On 12/20/2018 06:14 PM, Peter Bergner wrote:
On 12/20/18 4:41 PM, Jeff Law wrote:
On 12/20/18 2:30 PM, Peter Bergner wrote:
For stage1, I'd like to fix that conflict wart if I can. I have also
wondered about adding a copy coalesce phase just before we enter RA,
which would ensure the copies are removed, instead of hoping RA assigns
the same reg to the source and destination of the copy making it a nop
that can be removed.
The difficulty with coalescing is that if you get too aggressive then
you end up removing degrees of freedom from the allocator and you can
easily make the final results worse.
I agree, but being too aggressive leading to bad decisions/code is
true for a lot of optimizations. :-) I do plan on first attacking
the conservative conflict info for pseudos first and seeing what
that buys us before attempting any coalescing.
When I started to work on IRA, I've tried several coalescing techniques
(i recall only conservative, iterative and optimistic ones). The
results were not promising. But it was very long time ago, my major
target was i686 that time and there were no accurate conflict
calculations for irregular file registers. So may be it will work in
current environment and in a different implementation.

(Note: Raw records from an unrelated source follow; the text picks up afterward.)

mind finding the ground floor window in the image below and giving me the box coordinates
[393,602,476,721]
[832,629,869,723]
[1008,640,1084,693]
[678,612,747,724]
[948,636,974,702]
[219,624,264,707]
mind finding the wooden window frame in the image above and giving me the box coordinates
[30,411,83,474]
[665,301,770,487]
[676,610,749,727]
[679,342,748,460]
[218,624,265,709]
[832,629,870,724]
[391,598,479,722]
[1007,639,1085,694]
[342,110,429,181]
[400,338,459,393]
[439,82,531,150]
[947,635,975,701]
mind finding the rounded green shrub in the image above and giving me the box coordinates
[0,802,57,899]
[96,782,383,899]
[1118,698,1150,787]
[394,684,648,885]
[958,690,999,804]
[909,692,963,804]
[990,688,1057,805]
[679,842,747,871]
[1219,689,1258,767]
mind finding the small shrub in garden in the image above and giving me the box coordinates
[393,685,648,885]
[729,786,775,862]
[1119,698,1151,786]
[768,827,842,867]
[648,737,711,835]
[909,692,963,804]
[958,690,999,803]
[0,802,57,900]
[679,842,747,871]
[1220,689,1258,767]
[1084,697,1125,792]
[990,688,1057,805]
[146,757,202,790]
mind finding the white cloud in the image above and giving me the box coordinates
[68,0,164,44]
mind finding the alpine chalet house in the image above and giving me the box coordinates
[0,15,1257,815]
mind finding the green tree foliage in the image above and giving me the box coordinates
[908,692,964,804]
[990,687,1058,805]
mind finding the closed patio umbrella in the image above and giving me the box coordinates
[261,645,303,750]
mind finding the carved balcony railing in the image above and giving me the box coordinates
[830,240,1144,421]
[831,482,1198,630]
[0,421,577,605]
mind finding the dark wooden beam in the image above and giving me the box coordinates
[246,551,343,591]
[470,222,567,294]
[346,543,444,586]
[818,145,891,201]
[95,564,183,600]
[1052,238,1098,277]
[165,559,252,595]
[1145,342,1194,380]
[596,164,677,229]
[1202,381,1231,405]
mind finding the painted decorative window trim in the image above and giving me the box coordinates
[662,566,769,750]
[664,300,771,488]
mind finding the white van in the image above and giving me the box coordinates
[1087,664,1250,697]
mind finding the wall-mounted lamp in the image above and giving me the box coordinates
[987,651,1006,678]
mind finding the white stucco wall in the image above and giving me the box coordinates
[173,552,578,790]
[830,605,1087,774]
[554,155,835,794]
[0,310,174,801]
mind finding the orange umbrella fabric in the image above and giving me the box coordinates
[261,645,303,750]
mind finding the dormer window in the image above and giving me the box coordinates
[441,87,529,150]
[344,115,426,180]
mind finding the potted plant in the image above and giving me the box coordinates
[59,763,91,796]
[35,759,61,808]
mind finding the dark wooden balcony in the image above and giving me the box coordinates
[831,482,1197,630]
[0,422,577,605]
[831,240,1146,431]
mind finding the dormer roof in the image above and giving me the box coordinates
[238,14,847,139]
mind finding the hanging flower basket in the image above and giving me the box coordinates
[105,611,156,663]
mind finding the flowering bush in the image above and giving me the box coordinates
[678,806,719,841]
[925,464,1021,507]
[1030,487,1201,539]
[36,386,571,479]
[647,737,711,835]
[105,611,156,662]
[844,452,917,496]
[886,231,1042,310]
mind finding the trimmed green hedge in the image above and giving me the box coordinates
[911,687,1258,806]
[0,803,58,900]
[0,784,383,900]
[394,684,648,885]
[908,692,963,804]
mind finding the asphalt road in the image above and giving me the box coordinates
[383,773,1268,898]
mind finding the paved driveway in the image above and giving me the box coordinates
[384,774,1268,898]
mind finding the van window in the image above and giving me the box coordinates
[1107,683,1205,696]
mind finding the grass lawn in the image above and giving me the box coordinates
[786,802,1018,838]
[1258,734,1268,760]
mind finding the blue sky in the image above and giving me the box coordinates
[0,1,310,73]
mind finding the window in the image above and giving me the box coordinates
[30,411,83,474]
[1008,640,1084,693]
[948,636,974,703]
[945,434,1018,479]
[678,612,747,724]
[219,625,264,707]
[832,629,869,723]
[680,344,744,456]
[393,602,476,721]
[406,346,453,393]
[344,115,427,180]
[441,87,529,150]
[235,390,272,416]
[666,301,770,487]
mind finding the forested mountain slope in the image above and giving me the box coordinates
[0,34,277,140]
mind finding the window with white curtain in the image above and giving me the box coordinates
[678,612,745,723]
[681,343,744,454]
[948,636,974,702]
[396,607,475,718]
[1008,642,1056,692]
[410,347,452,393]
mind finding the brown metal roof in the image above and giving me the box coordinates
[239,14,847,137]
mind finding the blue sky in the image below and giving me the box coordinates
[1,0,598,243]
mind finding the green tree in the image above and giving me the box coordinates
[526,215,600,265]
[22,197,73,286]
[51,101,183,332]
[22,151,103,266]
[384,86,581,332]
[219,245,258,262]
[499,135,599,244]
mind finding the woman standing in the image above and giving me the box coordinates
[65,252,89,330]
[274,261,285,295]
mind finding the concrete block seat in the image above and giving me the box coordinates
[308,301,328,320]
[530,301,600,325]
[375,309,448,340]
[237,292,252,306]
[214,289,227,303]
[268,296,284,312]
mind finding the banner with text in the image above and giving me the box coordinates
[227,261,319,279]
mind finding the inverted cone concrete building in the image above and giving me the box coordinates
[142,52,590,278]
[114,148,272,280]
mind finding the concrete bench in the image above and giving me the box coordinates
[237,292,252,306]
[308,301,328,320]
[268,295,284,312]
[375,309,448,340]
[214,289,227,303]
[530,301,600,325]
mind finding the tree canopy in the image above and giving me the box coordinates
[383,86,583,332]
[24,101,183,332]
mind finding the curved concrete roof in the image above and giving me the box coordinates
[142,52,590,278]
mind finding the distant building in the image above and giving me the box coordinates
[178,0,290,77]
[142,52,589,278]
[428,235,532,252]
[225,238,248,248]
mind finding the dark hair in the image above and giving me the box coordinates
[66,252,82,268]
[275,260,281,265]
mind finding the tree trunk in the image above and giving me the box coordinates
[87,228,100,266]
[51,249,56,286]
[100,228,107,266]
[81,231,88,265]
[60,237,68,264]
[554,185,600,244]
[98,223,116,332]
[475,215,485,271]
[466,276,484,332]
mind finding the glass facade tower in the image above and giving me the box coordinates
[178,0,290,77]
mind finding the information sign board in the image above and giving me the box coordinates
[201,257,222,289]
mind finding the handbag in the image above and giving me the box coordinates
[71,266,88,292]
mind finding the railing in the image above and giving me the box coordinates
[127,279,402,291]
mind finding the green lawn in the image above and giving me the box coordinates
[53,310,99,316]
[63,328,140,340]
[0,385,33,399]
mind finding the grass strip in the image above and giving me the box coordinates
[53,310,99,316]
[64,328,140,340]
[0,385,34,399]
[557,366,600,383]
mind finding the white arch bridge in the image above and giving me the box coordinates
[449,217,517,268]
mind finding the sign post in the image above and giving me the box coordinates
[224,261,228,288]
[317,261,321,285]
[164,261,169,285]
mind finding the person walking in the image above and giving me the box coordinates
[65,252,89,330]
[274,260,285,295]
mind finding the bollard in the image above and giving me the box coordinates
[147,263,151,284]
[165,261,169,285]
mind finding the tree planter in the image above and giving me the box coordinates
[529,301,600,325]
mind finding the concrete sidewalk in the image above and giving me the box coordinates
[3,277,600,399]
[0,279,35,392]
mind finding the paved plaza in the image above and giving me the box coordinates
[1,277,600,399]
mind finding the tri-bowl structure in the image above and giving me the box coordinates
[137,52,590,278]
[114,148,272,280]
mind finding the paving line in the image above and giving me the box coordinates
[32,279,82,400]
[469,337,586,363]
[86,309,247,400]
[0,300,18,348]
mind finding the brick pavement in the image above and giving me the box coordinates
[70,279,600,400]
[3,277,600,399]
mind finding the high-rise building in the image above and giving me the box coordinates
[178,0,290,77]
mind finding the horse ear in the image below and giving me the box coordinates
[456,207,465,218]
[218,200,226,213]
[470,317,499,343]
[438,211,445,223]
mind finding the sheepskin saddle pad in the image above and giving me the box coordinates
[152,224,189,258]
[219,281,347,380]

Currently IRA has coalescing only for spilled pseudos after coloring
(because mem<->mem moves are very expensive). LRA has the same technique.
As for removing degrees of freedom for the allocator, sometimes that can
be a good thing, if it can makes the allocator simpler. For example, I
think we have forced the allocator to do too much by not only being an RA,
but being an instruction selector as well. Doing both RA and instruction
selection at the same time makes everything very complicated and I think
we probably don't compute allocation costs correctly, since we seem to
calculate costs on a per alternative per insn basis and I don't think we
ever see what the ramifications of using an alternative in one insn
has on the costs of another alternative in another insn. Sometimes using
the cheapest alternative in one insn and the cheapest alternative in
another insn can lead us into a situation that requires spilling to
resolve the conflicting choices.
I am completely agree. The big remaining part to modernize GCC is
code selection. I believe LLVM has a big advantage in this area over
GCC. A modern approach could make RA much simpler. But it is a very
big job involving changes in machine descriptions (a lot of them).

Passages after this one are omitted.